Americans used to have the smartest tactics for removing an unwanted head of any global institution; tar the person with a brush of “scandal” or “corruption” and rely on Western allies to fall in line. It is the manifestation of the US “soft power” which has been eroded in recent times, not least by the Trump administration itself. Thus, in his bid for a second term, Adesina was suddenly ambushed by a litany of allegations of “corruption” and “nepotism” by an anonymous employee of the bank; a whistleblower. The bank’s internal Ethics Committee immediately smelt a rat. It investigated the complaints and promptly cleared Adesina of any wrongdoing. America, the second largest shareholder of the bank after Nigeria, kicked against the committee’s conclusions and insisted on an “independent” investigation of the allegations. The board of the bank felt slighted by this demand, but gave in, and mandated a “High-Level Panel of Independent Experts” to carry out a review of its Ethics Committee’s clearance of Adesina. It was headed by Professor Mary Robinson, former President of the Republic of Ireland. Its verdict was as compelling as it comes: “It has considered the President’s submissions on their face and find them consistent with his innocence and to be persuasive. Complaints were correctly dismissed at the stage of preliminary examination”. Most damning of all, it concluded that the “complaints did not satisfy the threshold of credibility and substantiation”.

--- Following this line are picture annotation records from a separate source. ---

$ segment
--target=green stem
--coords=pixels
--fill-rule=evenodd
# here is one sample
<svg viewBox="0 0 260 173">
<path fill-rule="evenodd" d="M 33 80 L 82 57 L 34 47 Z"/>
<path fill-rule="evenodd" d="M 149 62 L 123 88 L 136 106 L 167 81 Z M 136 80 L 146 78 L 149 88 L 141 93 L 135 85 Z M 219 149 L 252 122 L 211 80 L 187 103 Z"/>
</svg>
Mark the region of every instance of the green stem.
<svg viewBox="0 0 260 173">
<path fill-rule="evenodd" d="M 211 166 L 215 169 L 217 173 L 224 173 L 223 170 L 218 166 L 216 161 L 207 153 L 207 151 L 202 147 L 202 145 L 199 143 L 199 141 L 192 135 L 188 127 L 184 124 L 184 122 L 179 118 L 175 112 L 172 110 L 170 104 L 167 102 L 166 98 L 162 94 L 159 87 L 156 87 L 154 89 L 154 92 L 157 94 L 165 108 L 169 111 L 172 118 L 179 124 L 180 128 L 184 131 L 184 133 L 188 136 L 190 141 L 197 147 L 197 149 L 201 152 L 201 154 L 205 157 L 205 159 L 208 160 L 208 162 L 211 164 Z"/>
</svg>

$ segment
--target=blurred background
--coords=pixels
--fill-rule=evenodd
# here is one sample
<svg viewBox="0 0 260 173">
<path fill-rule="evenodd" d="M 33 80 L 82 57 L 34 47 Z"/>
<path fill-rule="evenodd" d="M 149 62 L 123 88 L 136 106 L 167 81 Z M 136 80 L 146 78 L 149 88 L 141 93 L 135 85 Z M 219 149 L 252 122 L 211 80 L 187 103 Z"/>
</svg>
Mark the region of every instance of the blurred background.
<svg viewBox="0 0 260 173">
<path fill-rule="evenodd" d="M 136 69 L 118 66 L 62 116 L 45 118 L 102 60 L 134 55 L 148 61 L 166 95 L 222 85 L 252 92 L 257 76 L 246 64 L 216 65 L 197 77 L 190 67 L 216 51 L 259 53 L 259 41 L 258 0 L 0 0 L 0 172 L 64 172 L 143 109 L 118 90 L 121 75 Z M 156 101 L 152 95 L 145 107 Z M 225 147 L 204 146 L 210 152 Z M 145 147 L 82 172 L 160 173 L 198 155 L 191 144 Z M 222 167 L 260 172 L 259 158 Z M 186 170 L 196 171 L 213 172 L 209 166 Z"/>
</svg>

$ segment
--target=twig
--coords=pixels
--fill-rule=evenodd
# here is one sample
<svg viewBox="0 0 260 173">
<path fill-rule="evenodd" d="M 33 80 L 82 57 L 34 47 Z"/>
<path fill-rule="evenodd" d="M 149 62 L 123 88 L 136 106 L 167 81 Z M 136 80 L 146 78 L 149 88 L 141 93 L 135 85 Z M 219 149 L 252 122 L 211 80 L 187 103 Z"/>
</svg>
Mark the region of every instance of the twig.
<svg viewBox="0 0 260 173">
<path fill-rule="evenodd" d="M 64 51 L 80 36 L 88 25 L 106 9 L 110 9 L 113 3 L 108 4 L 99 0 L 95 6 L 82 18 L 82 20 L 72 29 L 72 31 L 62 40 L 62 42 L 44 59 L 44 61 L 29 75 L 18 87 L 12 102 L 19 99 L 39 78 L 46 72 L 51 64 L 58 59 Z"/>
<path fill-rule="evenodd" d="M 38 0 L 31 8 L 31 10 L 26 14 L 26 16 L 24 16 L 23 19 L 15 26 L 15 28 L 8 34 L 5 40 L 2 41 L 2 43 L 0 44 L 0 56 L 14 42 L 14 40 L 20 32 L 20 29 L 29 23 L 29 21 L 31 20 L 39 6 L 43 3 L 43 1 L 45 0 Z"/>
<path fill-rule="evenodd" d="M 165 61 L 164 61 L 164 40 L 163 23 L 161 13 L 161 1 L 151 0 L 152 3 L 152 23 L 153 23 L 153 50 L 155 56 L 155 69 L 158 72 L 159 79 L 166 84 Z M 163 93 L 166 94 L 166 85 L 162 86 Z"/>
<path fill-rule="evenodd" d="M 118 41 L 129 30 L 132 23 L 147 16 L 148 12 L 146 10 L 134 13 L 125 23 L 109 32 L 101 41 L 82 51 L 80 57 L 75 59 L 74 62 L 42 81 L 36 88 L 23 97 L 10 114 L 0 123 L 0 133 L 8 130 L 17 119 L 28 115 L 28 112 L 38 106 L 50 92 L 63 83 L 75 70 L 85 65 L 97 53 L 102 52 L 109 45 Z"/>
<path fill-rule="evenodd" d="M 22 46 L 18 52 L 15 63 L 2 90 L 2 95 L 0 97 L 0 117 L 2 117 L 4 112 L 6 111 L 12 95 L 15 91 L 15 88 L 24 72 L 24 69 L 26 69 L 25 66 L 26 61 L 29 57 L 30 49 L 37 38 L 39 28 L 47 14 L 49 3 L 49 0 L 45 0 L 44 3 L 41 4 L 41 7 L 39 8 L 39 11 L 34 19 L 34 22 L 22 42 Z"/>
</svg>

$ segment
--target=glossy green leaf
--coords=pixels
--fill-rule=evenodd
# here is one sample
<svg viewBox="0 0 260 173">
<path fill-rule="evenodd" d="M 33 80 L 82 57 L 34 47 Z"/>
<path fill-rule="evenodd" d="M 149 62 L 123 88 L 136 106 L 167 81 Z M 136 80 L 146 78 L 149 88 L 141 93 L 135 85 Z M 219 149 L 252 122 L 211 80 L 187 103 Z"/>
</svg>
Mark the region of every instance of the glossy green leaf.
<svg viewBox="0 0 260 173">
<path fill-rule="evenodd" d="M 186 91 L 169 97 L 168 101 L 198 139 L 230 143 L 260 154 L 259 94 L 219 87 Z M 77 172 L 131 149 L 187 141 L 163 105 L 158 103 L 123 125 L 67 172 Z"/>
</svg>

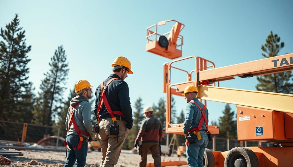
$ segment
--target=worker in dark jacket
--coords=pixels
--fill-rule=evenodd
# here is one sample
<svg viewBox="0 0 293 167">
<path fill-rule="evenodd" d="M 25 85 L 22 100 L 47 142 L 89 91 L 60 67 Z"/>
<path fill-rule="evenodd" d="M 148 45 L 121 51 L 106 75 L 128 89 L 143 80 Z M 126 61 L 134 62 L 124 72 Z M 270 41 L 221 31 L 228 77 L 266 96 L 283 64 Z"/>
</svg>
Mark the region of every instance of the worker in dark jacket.
<svg viewBox="0 0 293 167">
<path fill-rule="evenodd" d="M 160 149 L 163 131 L 161 122 L 154 117 L 153 112 L 153 109 L 150 107 L 144 109 L 144 113 L 146 118 L 142 123 L 134 143 L 134 147 L 137 147 L 139 141 L 141 141 L 139 150 L 140 155 L 140 167 L 146 166 L 146 156 L 149 150 L 151 153 L 155 167 L 161 166 Z"/>
<path fill-rule="evenodd" d="M 96 91 L 94 111 L 99 123 L 101 167 L 112 167 L 117 163 L 133 122 L 128 85 L 124 81 L 128 74 L 133 73 L 131 64 L 127 58 L 119 57 L 112 65 L 113 73 Z"/>
<path fill-rule="evenodd" d="M 202 160 L 205 148 L 208 143 L 207 125 L 208 123 L 209 112 L 207 109 L 203 111 L 206 119 L 203 121 L 199 129 L 197 129 L 200 120 L 203 116 L 200 110 L 205 109 L 203 104 L 196 98 L 198 92 L 196 87 L 189 85 L 184 89 L 182 94 L 187 103 L 185 109 L 185 120 L 183 127 L 183 133 L 185 137 L 190 135 L 194 135 L 195 141 L 187 144 L 186 154 L 188 166 L 203 167 Z M 199 126 L 200 126 L 199 125 Z M 197 130 L 197 133 L 195 132 Z"/>
</svg>

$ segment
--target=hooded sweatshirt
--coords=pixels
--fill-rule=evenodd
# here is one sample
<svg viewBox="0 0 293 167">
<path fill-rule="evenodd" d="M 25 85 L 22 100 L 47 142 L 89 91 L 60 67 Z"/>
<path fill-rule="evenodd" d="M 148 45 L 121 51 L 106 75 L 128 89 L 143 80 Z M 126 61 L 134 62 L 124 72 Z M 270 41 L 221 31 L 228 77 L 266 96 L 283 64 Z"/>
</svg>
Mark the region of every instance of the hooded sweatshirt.
<svg viewBox="0 0 293 167">
<path fill-rule="evenodd" d="M 78 103 L 79 104 L 76 107 L 74 111 L 74 120 L 76 125 L 80 130 L 83 130 L 87 132 L 91 136 L 93 136 L 94 134 L 92 130 L 93 130 L 93 125 L 91 120 L 91 106 L 88 103 L 88 101 L 85 97 L 83 96 L 76 96 L 74 97 L 70 101 L 70 106 L 74 107 L 75 105 Z M 78 135 L 77 132 L 74 130 L 73 125 L 71 123 L 69 128 L 69 130 L 67 129 L 68 123 L 70 116 L 70 107 L 68 109 L 67 112 L 67 117 L 65 124 L 66 130 L 67 130 L 67 136 L 70 135 Z M 81 135 L 87 138 L 86 135 L 81 133 Z"/>
</svg>

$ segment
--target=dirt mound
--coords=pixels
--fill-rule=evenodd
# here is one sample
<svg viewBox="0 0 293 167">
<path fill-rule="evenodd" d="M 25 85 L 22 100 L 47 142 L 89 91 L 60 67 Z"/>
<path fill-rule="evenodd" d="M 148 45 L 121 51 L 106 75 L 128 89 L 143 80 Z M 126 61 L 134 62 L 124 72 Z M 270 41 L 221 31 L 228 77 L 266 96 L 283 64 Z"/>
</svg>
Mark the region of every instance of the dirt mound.
<svg viewBox="0 0 293 167">
<path fill-rule="evenodd" d="M 23 163 L 21 164 L 21 165 L 25 166 L 30 166 L 33 165 L 38 165 L 41 166 L 46 166 L 46 167 L 62 167 L 64 166 L 64 164 L 59 163 L 56 164 L 50 164 L 49 163 L 43 163 L 41 162 L 38 162 L 36 160 L 31 160 L 30 162 Z"/>
</svg>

With that clean bill of health, Adesina was confirmed for a second term. The US Treasury Secretary, Steve Mnuchin, who had spearheaded the fierce opposition to Adesina’s re-election, went back home with his tale between his legs. China, the main beneficiary of any US humiliation on that front, has remained tight-lipped and in the shadows all along. Chinese officials must be wringing their hands with glee at the comeuppance for America. The bank’s new capitalisation, $208bn, though substantial, is only equal to the level of China’s sprawling investment on the continent. The looser America’s economic grip becomes, the better for China’s influence. It is probably an inevitable consequence of America’s persistent attempt to have its cake and eat it too on the global stage. This is where “America first” doctrine comes face to face (and indeed) collides with reality. Necessity for multilateralism and respect for traditional allies (anathema in Donald Trump’s worldview), are, nevertheless, paramount for success. It is not too late for America though. It can, and will bounce back from its go-it-alone, debilitating, attitude only if it stops banging on how much the rest of the world owes ‘us’, and realises how it needs the rest of the world to help salvage something from its rapidly dwindling global economic dominance.